違う…俺は…どうしようもないほどお前が好きなんだよ…。
好きだから抱きたいんだよ…体が欲しくなるんだよ…
「無視した事はわるかった」
ゆきは、涙をいっぱい溜めて無一郎の作った折り紙を胸に抱きながら俺を見ていた。
「名前呼んでも返事すらしてくれなかったですよね?だけど私の体は欲しいんですよね」
「欲しい…」
「何言ってるんですか?私達継子と師範の関係ですよ?」
「俺の言葉が足りないことは自覚している…好きだからお前の体も欲しいは、いけない事なのか?」
「私は、無一郎くんが好きなんです。義勇さんとそんな事出来ないです」
義勇は、部屋の隅っこにいるゆきの前まで歩いて行った。
「この前…お前はあの隠と体を交えたと勘違いしていたが相手が俺と知ってよかったと言っていたんじゃないのか?」
ゆきが、義勇と目線を外した…。
「そ、それは…」
義勇が、ゆきの目の前に迫る。
「俺の事少しは思ってくれているんじゃないか?」
義勇の両手がゆきの頬を包む…。
「俺に無視されて悲しかったんじゃないか?お前が足を挫いた時俺の部屋で眠ってしまっただろ?
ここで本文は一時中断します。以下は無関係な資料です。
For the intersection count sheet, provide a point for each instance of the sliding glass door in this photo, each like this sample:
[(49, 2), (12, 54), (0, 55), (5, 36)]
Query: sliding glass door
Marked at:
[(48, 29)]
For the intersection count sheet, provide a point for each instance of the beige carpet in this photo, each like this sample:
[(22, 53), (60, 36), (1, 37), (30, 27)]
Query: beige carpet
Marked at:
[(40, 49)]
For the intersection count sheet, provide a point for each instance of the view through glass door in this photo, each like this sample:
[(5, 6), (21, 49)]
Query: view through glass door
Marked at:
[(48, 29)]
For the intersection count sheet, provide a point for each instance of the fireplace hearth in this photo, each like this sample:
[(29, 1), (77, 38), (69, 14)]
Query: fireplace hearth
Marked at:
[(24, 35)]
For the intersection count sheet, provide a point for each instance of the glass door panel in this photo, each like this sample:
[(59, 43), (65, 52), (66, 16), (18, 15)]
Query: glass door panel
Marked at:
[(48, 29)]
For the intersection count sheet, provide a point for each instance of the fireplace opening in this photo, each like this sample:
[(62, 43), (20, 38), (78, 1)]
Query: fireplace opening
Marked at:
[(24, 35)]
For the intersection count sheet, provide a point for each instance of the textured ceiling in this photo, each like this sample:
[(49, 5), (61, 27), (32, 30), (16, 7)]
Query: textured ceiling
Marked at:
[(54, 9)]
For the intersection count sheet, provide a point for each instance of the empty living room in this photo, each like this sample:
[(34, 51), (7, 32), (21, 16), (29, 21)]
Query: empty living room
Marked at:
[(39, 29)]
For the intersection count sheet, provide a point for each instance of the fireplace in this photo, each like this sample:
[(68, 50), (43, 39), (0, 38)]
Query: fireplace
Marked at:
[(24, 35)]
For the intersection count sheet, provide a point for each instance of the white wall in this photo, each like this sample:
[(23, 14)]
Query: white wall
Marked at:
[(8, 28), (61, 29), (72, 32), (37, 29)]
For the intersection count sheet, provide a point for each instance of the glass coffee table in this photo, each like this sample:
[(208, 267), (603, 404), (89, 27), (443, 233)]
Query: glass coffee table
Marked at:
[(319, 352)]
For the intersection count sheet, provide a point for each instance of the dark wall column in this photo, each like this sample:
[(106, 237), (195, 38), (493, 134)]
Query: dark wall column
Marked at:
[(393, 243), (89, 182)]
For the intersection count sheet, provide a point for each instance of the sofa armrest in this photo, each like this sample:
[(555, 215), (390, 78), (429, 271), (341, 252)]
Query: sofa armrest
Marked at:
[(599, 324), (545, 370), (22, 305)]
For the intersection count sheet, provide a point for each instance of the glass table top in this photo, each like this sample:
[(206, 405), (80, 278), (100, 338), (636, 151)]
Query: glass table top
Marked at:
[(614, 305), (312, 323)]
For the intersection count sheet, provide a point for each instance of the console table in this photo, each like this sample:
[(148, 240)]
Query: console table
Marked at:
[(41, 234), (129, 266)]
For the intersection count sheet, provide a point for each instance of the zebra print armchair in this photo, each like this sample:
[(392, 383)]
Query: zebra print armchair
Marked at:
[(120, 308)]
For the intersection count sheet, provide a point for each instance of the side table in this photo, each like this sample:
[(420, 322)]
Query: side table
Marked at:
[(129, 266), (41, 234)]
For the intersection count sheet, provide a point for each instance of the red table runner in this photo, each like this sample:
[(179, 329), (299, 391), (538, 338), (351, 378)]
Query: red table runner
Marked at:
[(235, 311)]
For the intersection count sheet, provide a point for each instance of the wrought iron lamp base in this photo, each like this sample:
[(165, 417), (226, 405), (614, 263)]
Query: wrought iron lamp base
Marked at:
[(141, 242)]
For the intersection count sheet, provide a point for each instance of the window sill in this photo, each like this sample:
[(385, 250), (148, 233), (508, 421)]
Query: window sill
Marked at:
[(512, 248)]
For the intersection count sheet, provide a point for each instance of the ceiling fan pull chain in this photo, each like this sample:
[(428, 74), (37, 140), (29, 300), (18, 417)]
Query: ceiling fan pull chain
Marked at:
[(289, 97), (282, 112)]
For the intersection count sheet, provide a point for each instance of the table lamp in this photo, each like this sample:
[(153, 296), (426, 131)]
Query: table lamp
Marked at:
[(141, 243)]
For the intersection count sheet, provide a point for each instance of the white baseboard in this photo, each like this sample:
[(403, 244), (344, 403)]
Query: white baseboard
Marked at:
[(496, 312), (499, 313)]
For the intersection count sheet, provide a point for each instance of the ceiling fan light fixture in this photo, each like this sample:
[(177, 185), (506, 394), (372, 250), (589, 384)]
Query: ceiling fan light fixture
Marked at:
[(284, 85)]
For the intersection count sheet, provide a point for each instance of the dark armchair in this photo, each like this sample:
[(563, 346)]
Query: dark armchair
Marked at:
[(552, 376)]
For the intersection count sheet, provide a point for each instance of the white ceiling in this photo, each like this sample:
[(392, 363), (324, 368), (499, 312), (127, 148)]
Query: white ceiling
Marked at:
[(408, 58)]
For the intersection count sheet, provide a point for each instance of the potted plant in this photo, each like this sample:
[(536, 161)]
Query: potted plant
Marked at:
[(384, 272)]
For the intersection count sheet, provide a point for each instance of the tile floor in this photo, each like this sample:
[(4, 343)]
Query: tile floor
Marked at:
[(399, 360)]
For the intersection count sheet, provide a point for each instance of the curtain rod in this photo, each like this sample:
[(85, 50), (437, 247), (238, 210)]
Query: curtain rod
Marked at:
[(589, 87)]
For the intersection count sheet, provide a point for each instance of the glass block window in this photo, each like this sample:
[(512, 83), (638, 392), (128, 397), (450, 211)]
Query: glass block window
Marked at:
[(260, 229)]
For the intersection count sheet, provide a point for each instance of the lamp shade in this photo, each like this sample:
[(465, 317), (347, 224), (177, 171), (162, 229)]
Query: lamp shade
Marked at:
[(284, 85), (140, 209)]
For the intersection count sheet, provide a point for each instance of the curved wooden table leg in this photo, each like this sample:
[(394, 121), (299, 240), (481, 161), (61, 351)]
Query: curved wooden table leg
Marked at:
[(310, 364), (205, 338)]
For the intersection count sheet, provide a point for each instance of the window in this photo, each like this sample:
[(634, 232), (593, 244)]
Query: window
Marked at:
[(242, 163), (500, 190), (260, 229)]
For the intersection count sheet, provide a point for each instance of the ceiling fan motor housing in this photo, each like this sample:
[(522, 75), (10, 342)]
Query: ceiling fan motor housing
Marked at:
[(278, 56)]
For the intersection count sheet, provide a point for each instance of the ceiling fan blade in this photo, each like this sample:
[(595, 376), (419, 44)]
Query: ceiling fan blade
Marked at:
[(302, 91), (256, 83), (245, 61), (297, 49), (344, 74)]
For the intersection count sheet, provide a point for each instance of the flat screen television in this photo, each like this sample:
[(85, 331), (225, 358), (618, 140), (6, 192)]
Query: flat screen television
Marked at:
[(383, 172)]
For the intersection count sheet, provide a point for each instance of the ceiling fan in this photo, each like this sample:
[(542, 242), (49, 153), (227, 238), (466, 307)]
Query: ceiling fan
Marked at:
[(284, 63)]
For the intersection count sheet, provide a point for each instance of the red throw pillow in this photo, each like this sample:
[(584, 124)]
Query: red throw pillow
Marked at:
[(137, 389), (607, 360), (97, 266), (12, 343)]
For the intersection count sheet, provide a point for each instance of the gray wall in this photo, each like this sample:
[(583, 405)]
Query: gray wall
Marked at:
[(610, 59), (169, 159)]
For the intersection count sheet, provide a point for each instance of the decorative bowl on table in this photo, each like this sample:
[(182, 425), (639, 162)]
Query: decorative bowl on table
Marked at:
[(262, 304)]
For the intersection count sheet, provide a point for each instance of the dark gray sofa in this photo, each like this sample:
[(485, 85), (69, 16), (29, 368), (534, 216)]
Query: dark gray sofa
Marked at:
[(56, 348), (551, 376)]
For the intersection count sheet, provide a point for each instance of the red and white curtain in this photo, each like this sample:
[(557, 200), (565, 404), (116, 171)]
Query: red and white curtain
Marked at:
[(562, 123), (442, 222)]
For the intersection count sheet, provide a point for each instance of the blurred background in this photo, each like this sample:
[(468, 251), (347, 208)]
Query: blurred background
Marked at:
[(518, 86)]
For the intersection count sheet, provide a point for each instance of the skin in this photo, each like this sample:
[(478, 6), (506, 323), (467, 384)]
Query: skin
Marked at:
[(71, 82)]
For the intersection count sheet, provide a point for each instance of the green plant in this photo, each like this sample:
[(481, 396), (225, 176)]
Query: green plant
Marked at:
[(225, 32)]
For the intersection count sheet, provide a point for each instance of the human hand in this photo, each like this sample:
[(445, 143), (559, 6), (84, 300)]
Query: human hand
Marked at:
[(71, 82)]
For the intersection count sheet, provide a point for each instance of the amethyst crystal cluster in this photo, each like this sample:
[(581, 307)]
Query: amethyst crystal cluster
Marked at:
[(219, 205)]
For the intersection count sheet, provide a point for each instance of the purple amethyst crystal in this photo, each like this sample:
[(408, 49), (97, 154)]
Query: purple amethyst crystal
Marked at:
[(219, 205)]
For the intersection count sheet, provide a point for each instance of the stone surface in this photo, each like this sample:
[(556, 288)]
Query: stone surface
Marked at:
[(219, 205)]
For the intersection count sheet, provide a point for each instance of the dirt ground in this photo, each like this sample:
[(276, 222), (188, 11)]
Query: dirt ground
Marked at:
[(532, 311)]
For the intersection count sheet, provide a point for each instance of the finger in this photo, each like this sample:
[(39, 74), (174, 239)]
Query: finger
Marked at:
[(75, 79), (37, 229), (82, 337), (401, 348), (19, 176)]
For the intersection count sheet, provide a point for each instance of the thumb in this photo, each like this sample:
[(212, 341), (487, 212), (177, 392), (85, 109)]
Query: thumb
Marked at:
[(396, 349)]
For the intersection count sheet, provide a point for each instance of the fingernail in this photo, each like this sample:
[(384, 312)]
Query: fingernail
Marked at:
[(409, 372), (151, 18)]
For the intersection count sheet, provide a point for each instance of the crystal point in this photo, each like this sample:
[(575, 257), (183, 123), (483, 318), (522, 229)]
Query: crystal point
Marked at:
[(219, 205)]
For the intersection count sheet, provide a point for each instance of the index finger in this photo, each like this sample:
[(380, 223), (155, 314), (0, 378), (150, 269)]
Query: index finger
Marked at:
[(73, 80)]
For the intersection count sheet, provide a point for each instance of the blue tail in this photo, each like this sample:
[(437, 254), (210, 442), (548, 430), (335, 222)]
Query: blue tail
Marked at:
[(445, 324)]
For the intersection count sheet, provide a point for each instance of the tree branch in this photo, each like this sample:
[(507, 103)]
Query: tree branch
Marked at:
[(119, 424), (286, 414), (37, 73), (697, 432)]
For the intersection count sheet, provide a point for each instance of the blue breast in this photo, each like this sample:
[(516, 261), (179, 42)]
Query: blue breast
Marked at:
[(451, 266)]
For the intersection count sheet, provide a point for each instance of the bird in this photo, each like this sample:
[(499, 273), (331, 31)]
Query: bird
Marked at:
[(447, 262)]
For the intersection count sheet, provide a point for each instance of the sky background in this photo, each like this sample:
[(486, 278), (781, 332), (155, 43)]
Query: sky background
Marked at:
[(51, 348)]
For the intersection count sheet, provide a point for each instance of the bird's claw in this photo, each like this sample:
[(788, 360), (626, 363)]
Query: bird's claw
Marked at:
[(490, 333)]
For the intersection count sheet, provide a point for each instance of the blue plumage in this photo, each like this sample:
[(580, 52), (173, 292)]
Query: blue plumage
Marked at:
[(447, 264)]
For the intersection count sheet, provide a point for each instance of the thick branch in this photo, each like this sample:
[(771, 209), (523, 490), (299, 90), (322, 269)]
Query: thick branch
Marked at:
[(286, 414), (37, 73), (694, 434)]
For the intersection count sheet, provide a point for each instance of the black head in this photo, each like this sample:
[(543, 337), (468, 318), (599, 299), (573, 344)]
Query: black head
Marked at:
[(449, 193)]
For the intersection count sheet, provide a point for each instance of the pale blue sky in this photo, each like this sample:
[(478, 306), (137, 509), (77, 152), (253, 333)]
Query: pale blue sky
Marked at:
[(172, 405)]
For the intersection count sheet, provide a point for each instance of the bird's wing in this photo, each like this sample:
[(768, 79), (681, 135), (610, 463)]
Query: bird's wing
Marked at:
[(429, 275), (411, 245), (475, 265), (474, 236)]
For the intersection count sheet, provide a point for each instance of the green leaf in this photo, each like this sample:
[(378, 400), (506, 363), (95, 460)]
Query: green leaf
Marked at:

あの時に、眠りながら俺の名前をずっと呼んでいた…久しぶりに呼び捨てで呼ばれた」
義勇の顔がゆきに近づく…
「私が?ぎ、ぎゆうって…?」
義勇が、ゆきの唇を親指でなぞった。
「そうだ」
私が…そんな事を言ってただなんて…。
「取り敢えず義勇さん離れてください」
ゆきは、義勇を押し退けた。
「ご飯食べましょう」
義勇は、渋々自分の御膳の前に戻った。
‐‐‐‐‐
その後も部屋の中は静かだった。義勇がその静けさを終わらせた。
「ゆきお風呂に入って来い。他の屋敷の者はもう寝ているだろう」
ゆきは、何も言わずに急いで部屋を出て行った。